Dreams. It’s hard to know what to tell my kids about following their dreams. I spent years off and on following my dreams. I lost all of our money years ago pursuing a dream of being a financially stable business owner. I spent a few years working full time as a freelance writer and trying to make writing be the focus of my work life– and what supports the family. I failed.

It was so disheartening to feel like I was on the right path, again, doing what I loved, again, and then failing. Again. And my family was growing and I needed to be supporting them and we were so lucky that Annemarie had found a great job she could get paid to do while working from home.

So after grieving the defeat of another dream, I went back to work. And really put my head down after making a serious plan with Annemarie.

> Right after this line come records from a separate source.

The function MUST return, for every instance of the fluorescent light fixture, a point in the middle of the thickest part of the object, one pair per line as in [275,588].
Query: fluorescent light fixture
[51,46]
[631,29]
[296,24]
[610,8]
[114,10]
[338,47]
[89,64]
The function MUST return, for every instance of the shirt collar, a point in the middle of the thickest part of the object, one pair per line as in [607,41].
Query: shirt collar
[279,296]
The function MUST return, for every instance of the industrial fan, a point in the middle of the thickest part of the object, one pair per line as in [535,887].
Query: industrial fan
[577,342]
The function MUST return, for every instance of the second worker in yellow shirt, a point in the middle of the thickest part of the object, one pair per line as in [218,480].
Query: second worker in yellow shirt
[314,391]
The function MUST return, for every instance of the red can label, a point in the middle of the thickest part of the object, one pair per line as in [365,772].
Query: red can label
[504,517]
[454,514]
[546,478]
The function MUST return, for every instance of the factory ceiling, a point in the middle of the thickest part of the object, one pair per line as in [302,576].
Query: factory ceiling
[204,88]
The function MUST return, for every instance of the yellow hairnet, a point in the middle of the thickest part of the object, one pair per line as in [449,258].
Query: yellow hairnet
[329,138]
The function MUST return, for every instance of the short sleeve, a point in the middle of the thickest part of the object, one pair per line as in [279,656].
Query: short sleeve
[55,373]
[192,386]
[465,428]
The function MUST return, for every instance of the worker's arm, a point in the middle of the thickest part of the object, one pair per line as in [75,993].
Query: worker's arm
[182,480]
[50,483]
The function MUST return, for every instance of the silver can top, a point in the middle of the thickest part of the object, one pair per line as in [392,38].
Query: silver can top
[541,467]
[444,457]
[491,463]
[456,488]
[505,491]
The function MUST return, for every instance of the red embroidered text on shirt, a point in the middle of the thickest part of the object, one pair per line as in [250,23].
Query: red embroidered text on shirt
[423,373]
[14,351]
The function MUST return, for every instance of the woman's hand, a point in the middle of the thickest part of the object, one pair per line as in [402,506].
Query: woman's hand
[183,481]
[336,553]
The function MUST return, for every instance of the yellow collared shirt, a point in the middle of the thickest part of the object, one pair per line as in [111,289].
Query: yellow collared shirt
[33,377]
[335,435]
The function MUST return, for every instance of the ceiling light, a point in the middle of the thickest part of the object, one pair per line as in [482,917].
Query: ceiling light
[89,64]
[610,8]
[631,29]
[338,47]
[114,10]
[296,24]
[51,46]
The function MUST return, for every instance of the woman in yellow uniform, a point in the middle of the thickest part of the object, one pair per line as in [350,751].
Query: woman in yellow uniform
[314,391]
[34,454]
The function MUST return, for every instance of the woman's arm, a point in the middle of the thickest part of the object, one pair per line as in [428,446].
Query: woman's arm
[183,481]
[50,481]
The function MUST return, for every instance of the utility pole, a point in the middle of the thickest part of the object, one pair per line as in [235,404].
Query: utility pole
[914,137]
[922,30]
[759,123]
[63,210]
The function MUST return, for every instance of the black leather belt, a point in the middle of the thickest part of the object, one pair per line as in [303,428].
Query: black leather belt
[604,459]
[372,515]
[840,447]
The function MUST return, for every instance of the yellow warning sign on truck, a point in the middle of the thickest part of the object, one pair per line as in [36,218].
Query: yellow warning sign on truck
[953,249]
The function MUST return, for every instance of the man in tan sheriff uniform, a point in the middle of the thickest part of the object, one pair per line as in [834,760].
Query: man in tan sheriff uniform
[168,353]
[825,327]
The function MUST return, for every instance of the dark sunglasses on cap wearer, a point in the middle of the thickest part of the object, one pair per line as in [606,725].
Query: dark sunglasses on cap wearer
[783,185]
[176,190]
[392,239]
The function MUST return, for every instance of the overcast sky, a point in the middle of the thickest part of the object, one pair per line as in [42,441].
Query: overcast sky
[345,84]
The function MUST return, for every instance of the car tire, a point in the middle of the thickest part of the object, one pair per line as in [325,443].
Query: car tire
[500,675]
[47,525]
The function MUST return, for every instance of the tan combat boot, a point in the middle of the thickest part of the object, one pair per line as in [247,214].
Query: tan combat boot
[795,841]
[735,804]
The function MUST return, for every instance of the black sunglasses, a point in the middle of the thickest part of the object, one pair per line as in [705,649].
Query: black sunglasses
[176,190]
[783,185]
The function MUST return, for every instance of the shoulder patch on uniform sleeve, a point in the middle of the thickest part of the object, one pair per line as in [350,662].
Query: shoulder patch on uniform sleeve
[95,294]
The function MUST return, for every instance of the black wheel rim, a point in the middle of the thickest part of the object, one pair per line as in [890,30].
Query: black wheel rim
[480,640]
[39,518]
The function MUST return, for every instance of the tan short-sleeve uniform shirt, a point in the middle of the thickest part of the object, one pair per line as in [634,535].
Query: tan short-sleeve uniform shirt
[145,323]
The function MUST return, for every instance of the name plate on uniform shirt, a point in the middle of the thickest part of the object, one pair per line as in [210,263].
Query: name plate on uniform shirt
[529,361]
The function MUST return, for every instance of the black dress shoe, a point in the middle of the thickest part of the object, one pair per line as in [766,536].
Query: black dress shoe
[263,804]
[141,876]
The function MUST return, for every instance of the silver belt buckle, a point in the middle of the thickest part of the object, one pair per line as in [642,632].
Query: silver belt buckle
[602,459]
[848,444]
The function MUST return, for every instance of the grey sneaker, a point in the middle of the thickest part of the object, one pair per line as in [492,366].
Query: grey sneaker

We pushed at that plan and it came to fruition ten months later with me landing my first real job with actual benefits that wasn’t teaching in a classroom (which I love, but will never pay me properly). Things got better as we stayed focused and worked with real purpose. Daily effort towards our goal lifted us- and it was awesome.

Then extraordinary and life-changing 2014 happened and we made it through. We were changed. Broken and rebuilt better. And off we went on this Amazon and Washington/Seattle/but really a small town adventure. It’s harder than I thought it would be. It’s so taxing and I feel so exhausted sometimes and my bed is only a few steps away. But not yet. I have writing to do because making a good living as a writer is the only real, important dream that hasn’t come true for me yet and I don’t have any reason to not make it happen. (I only had one other dream by the way: have a family.)

So, I’ve been thinking about dreams and work, probably because I feel like I’m almost always doing it. I guess there are a few things I used to imagine about having my writing dream come true that I want to comment on.

  1. Publishing a book will be the culmination of my writerly hopes and dreams!

It’s not. It’s the beginning. Actually, it’s not even the beginning. The beginning was when I chose the career dream of being a well-paid full-time writer. Publishing my first book was wonderful and a dream come true but it’s a milestone more than anything else. And like all milestones, it’s green and metal and you pass it pretty fast.

Okay, the passing it pretty fast thing is the truth. It goes and you realize.. wait, I have more work to do.

So back to work I go.

2. Everybody I know is fully invested in my dreams!

Not true. Many people I know are somewhat invested in my dreams because they’re wonderful people who just never seem to run out of space in their beautiful hearts. And if they can spare a ‘Like’ on Facebook, that’s really actually great of them. If they comment, that’s very sweet. If they buy one of my books- that’s near saintly. And reviewing? That’s worthy of deification.

This isn’t to say you’re on your own. You have love and support and people who won’t give up on you.

But you are on your own. You want this? You want to reach your dream? You’re on your own. (Unless you get ridiculously lucky- and frankly that luck might just ruin you as a person.) Your fingers type those words. Your feet run those miles. Your hands build that business plan. So draw on your support when you can, but remember- you want this thing. It’s entirely up to you.

So it’s back to work.

3. I’ll be satisfied if I can just get a book published!

Nope. Not a chance. You’ll be so giddy you jump out of your skin. It will hit you multiple times and it will feel surreal and it will be immensely gratifying. You should pause and soak in the beautiful validating experience. Own it, recognize it. 

Then accept that the feeling passes. You’re not satisfied and you shouldn’t be. You see those bestsellers? Those people who work their butts off to write stuff that is sometimes better than yours and sometimes not as good?

You want to be that. You want to do that.

So it’s back to work.

What I’m saying is that dreams are a spark in life. They’re not something to be ignored or shuffled aside for practicality’s sake. We should follow our dreams. I think we must, that by doing so we stay young and maintain the ability to see and feel wonder and awe and pure excitement.

But the saying that if you love what you do, you never work a day in your life is popular garbage. Realizing dreams is non-stop work. It’s daily homework. It’s exhausting and what is spare time, anyway?

It is work, it is work, it is work. It’s delicious exhaustion. It’s a passionate daily grind. It’s a boring daily grind sometimes too.

I will tell you that choosing the work that I do with my life, the place I put my best energy, is the greatest feeling ever. I look forward to the day that it is my only career. But until then, I’m going to keep working daily. I’ll take appropriate breaks and I’ll enjoy the ride, to be sure.

So I guess I’ll tell my kids that dreams can become reality. Those dreams becoming reality looks a lot like work.